Das Bistum Essen wird der Staatsanwaltschaft Essen 41 Akten möglicher Missbrauchsfälle zur Verfügung stellen. Dies sei das Ergebnis eines gemeinsamen Gesprächs im Essener Generalivikariat vom Donnerstag, erklärte Oberstaatsanwältin Anette Milk, Pressesprecherin der Staatsanwaltschaft Essen, Neues Ruhr-Wort auf Anfrage.
„Wir rechnen mit den Unterlagen in den nächsten Tagen“, sagte Milk. Da die Bistumsgrenzen und der Zuständigkeitsbereich der Staatsanwaltschat Essen nicht deckungsgleich seien, sei es möglich, dass die Ermittler Akten nach einer ersten Sichtung auch an benachbarte Behörden abgeben.
„Wir sind keiner Aufforderung nachtgekommen, sondern hatten das Gespräch schon vor längere Zeit von uns aus gesucht“, sagte Bistumssprecher Ulrich Lota dem Neuen Ruhr-Wort. In den betreffenden Fällen müsse man davon ausgehen, dass es sich bei den Beschuldigten tatsächlich um Täter handle. Schon seit Jahren bestehe „ein guter Kontakt“ zu der Ermittlungsbehörde. So sei bereits die bischöfliche Verfahrensordnung zum Umgang mit Hinweisen auf sexuellen Missbrauch durch Kleriker mit Staatsanwaltschaft, Landgericht und Polizei abgestimmt worden.
Das Bistum möchte mit seinem Schritt dem Eindruck entgegenwirken, „wir würden vielleicht etwas vertuschen wollen“, sagte Lota. So hat das Ruhrbistum der Staatsanwaltschaft auch angeboten, die Kölner Anwaltskanzlei Axis von der Schweigepflicht zu befreien.
Axis hatte schon 2012, vor dem Start der bundesweiten Missbrauchsstudie der Katholischen Kirche hatte das Ruhrbistum, alle Personalakten von Priestern und Diakonen mit dem Ziel zu untersuchen, jegliche Anhaltspunkte auf gegebenenfalls in Betracht kommende sexuelle Missbrauchsfälle durch nicht verstorbene Kleriker ohne Anonymisierung zu dokumentieren. Auf die Ergebnisse der Untersuchung dieser insgesamt 1549 Personalakten konnten nun auch die MHG-Forscher zugreifen.

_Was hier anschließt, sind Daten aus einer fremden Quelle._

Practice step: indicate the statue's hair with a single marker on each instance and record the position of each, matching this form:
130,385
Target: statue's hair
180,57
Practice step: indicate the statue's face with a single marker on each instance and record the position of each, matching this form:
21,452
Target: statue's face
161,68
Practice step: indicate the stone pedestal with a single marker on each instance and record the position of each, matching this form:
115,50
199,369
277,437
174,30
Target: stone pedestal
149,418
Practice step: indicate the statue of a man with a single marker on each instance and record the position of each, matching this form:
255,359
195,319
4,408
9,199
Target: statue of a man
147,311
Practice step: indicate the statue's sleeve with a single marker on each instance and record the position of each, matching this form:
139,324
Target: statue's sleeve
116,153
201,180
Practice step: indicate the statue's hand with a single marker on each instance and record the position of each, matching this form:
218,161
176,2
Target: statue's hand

Das Gespräch habe nicht im Zusammenhang mit den angekündigten Anzeigen einer Gruppe von Strafrechtsprofessoren um den Passauer Holm Putzke gestanden, erklärte Anette Milk. Diese hatten vor zwei Wochen laut eines Berichts des Spiegel erklärt, Anzeige gegen unbekannt erstattet und sie bei Staatsanwaltschaften im Bezirk jeder Diözese eingereicht zu haben. Den Eingang einer solchen Anzeige könne sie für Essen bislang nicht berstätigen, sagte die Behördensprecherin.
Das Bistum Essen hat seit seiner Gründung 1958 nach eigenen Angaben „mindestens 85 Opfer von sexuellen Übergriffen“ und 60 beschuldigte Geistliche verzeichnet. 19 Priester seine verurteilt worden: sieben von ihnen straf- und kirchenrechtlich, vier nur strafrechtlich und acht nur kirchenrechtlich. Für die anderen 41 Priester gebe es ernstzunehmende Hinweise auf Missbrauchstaten, so das Bistum.
Im Zusammenhang mit der im September veröffentlichten Missbrauchsstudie hatten Kritiker der katholischen Kirche immer wieder vorgeworfen, der Justiz keine Akteneinsicht zu gewähren. Der Missbrauchsbeauftragte der Bischofskonferenz, der Trierer Bischof Stephan Ackermann, und etliche Bistümer haben „volle Kooperationsbereitschaft“ mit der Justiz angekündigt. Dem „Spiegel“ (Samstag) sagte Ackermann jetzt, man wolle die Archive für unabhängige Fachleute öffnen: „Es ist klar, dass die nun folgende Aufarbeitung keine interne Sache mehr sein kann.“ Über das Thema wollen die Bischöfe auch zu Wochenbeginn während ihres Treffens beim Ständigen Rat in Würzburg beraten.